The Ila are closely related in language and culture to their more numerous Tonga neighbours in Southern Province. The Ila people mainly reside in Namwala District, which is the principal town for the Ila, Itezhi-Tezhi and Mumbwa districts spread across seventeen chiefdoms. Most Ila grow enough food to feed their families and to cover expenses for physical needs and their children's educational expenses. More educational and career opportunities are available in the larger towns and village centers. Some Ila raise animals such as chickens, goats, or pigs on a small scale, and mostly cows, though that is usually for tradition and prestige. In fact, the belief that cows are a sign of wealth and value undergirds an Ila funeral tradition. The funeral ceremony lasts several days. On the day after burial, cows are slaughtered. It is believed that the more that are killed, the greater the value of the dead person in the eyes of the community. Afterward, everyone goes home with enough meat to compensate for the time spent at the funeral.

==Origin==
The Ila-speaking peoples and their neighbours on all sides belong to the Bantu subdivision of the Africans, and their ancestors in remote times must have come down from the southern Sudan.
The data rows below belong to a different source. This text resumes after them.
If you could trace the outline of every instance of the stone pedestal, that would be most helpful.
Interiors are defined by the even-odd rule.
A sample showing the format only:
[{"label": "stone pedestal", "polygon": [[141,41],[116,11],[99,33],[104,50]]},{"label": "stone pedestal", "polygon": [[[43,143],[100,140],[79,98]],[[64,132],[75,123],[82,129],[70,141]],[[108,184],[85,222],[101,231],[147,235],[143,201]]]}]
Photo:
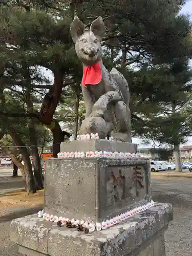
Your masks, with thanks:
[{"label": "stone pedestal", "polygon": [[11,239],[27,256],[165,256],[172,220],[171,206],[159,203],[109,229],[82,234],[30,216],[12,222]]},{"label": "stone pedestal", "polygon": [[49,159],[45,211],[94,222],[125,212],[151,199],[147,163],[143,159]]},{"label": "stone pedestal", "polygon": [[121,142],[108,140],[75,140],[69,142],[61,142],[60,152],[75,151],[107,151],[115,152],[137,152],[137,145],[130,142]]},{"label": "stone pedestal", "polygon": [[[66,143],[61,151],[95,151],[102,145],[110,151],[112,144],[118,151],[120,143],[124,150],[119,151],[131,152],[127,148],[135,146],[90,140],[84,150],[80,142]],[[45,173],[44,209],[58,217],[101,222],[151,200],[145,159],[50,159]],[[171,205],[156,203],[116,226],[85,234],[35,215],[14,220],[11,239],[27,256],[164,256],[163,235],[172,218]]]}]

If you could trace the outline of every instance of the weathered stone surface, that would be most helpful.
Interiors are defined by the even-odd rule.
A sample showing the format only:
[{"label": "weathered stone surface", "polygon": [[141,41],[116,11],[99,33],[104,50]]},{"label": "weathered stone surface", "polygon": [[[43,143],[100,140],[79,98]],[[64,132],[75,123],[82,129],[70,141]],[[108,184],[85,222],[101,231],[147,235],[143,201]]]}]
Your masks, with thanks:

It may be judged from linguistic evidence, to separate lines of immigration. The Ba-ila in the main belong to the Eastern Bantu, and came into their present domain on the crest of a wave of emigration from the north-east, from the country around the southern end of Lake Tanganyika, where the Bantu found a new motherland, a second focus and radius of development. But they have were evidently influenced by, and to some extent intermixed with, peoples of another section, which, after passing from the north-east through the Congo territory towards the west coast, curled* back again towards the centre of the continent in a south-easterly direction. These statements are made on linguistic grounds. The closest affinities to Ila are found in a line of dialects stretching from the Subia on the Zambezi to the Bemba on Lake Tanganyika, and including midway the Tonga, Lenje, Bisa, and others. Many cult words, such as Leza (" the Supreme Being"), chisungu ("the pubertyrites"), are common to these dialects and are not known in the west; while in Ila we have such words as tonda (" taboo"), evidently brought from the west (cf. the Kele word orunda), and ifuka (" nine "), the root of which (buka) is found only among the West African Bantu. The Ba-ila. According to themselves, the pucka Ba-ila their region, called Bwila, as defined by themselves and as delineated on the map, is a small one. Like most African tribal names, it is difficult to determine its meaning.The word Ila, standing alone, may mean several things : it is a verb, " to go to " or " go for," and Ba-ila might mean " the people going off." Ila also means " a distended intestine," also " a grain of corn." But none of these is satisfactory. Ila is also one form of the verb zhila, " be taboo, set apart," corresponding to sacer, hagios, haram. It is an old Bantu root : Suto, ila; Zulu, zila; Ronga, yila; Herero, zera; Nyanja, yera; Upper Congo, kila cf.Ganda, omuzira, a totem. It occurs also in some tribal names, e.g. Bashilange. " they who taboo the leopard." This is, we think, the derivation of the name Ba-ila : " The people who are taboo, set apart "; they are the Hagioi; in short, the people. This certainly answers very well to the intelligent spirit of the people.

==Culture==
The Ila People are well known for celebrating the Shimunenga traditional ceremony in Maala, Namwala district.